The recruitment office and those who work there are not responsible for Iraq War policy.

Last week, 200 people marked the 5th anniversary of the war in Iraq with a protest, marching around campus and ending at the Army National Guard recruitment offices on Washington Avenue. There, as the Daily reported, 16 protesters were arrested for entering the recruitment office, disrupting their work and refusing to leave.

We wholeheartedly support the right of these individuals and other anti-war groups to protest, and thank them for drawing attention to a subject most Americans seem to prefer not to think about. But the Army recruitment office should not be conflated with the civilian leadership that began and executed the Iraq War so ineptly. The recruitment office exists to ask people to serve their country, and to be treated as somehow responsible for the policies created by people like President George W. Bush, Vice President Dick Cheney and former Secretary of Defense Donald Rumsfeld, people that we the voting public were foolish enough to elect twice, is unacceptable.

No one is more aware of the terrible cost of this war than those in uniform. Because of the all-volunteer military, few Americans have any connection to the war other than what they read in the newspapers or see on television. But a survey conducted by Foreign Policy magazine of 3,400 active and retired officers found that 60 percent felt the U.S. military is weaker than it was five years ago, and 88 percent felt the Iraq War in particular had stretched it dangerously thin. And captains, generally regarded as the most important rank in the Army, are leaving in droves largely because of the stress multiple extended deployments have put on their families.

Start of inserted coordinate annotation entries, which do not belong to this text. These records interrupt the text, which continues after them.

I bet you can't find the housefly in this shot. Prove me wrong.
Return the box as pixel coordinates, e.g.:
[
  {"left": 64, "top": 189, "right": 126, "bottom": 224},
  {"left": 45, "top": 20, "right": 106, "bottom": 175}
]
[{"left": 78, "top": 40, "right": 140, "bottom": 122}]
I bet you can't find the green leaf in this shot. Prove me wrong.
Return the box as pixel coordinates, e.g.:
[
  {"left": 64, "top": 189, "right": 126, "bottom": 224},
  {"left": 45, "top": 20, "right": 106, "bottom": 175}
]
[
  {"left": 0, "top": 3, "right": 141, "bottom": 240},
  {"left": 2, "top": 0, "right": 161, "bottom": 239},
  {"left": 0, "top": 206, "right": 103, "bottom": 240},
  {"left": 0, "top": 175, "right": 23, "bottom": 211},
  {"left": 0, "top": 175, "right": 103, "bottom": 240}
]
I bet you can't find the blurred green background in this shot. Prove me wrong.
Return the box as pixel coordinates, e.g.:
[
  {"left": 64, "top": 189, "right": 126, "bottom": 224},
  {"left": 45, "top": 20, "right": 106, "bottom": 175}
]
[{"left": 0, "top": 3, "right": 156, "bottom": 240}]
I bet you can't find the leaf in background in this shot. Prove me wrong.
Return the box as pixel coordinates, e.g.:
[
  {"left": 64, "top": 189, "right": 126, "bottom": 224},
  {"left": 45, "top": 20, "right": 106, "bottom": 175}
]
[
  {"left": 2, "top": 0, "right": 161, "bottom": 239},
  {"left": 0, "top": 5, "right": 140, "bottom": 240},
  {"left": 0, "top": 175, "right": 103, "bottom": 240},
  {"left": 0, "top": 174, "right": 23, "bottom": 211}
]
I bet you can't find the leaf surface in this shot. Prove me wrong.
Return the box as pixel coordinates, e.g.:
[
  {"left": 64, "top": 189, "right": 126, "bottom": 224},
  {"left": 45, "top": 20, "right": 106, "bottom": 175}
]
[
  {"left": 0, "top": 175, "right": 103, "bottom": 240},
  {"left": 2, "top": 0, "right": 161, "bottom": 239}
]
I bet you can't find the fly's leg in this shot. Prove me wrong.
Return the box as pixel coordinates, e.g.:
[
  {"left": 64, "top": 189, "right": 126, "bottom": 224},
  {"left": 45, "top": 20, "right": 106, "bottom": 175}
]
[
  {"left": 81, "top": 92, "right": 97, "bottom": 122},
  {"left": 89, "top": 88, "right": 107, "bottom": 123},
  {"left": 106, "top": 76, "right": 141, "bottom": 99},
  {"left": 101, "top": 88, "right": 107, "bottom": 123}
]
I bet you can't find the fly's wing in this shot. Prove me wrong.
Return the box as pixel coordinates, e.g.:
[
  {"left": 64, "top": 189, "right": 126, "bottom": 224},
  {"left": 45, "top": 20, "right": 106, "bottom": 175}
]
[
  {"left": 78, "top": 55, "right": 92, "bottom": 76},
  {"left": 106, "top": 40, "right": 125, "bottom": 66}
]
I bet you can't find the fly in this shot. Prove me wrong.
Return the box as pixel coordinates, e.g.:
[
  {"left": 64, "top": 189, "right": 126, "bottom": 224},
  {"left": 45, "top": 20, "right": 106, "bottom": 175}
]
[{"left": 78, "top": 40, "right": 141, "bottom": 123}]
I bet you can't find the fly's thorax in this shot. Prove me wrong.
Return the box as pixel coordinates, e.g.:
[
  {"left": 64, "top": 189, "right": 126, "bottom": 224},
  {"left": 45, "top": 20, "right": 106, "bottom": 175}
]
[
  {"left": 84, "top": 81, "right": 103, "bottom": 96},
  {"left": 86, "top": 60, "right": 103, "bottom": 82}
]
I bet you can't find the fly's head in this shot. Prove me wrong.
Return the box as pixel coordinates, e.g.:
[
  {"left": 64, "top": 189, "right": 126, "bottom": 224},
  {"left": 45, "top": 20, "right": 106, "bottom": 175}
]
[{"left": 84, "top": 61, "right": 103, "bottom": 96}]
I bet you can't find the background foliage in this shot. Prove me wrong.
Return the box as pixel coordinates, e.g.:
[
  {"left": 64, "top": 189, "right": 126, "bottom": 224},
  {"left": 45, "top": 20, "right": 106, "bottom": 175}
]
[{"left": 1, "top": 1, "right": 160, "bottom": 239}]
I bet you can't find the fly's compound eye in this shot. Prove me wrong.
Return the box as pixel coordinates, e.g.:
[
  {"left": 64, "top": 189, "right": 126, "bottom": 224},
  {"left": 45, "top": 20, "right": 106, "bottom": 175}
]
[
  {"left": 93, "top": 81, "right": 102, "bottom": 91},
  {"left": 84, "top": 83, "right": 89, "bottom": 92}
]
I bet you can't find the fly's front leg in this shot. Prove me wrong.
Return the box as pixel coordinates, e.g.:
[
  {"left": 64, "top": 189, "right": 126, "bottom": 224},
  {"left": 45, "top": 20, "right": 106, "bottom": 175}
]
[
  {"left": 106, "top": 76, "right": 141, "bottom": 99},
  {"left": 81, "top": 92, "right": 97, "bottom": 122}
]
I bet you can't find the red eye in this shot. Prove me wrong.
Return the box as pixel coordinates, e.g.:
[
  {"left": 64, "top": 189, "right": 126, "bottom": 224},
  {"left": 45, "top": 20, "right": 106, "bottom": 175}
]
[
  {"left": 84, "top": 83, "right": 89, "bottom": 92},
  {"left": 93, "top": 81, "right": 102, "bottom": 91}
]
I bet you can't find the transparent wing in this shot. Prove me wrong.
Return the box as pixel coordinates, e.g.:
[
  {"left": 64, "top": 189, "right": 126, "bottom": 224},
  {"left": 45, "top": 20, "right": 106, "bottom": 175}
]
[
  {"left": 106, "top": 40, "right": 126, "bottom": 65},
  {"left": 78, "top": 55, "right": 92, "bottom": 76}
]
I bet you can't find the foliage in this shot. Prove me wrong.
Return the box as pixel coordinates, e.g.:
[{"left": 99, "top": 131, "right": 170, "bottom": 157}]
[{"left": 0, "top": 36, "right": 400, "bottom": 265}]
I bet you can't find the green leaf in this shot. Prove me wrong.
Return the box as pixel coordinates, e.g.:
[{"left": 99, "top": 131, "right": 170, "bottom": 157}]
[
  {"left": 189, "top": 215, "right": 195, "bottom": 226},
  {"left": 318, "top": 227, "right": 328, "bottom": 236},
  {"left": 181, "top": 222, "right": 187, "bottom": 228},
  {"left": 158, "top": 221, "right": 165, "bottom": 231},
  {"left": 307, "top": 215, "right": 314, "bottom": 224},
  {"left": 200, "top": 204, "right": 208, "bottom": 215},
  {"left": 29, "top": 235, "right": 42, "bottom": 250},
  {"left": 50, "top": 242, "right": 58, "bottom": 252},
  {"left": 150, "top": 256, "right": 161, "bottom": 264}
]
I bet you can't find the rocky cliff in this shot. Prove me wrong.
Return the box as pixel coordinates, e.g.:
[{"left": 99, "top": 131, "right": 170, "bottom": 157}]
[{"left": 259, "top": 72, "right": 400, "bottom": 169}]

The health of the military is tied up with the health of the nation, and these are statistics that should alarm all of us. The recruiters office may have been picked as a focal point for the protests because of its proximity to campus, but recruiters are not creating the policies and should not be the target of derision for serving their country and following the orders handed down to them by the people we are ultimately responsible for electing and putting in charge of military.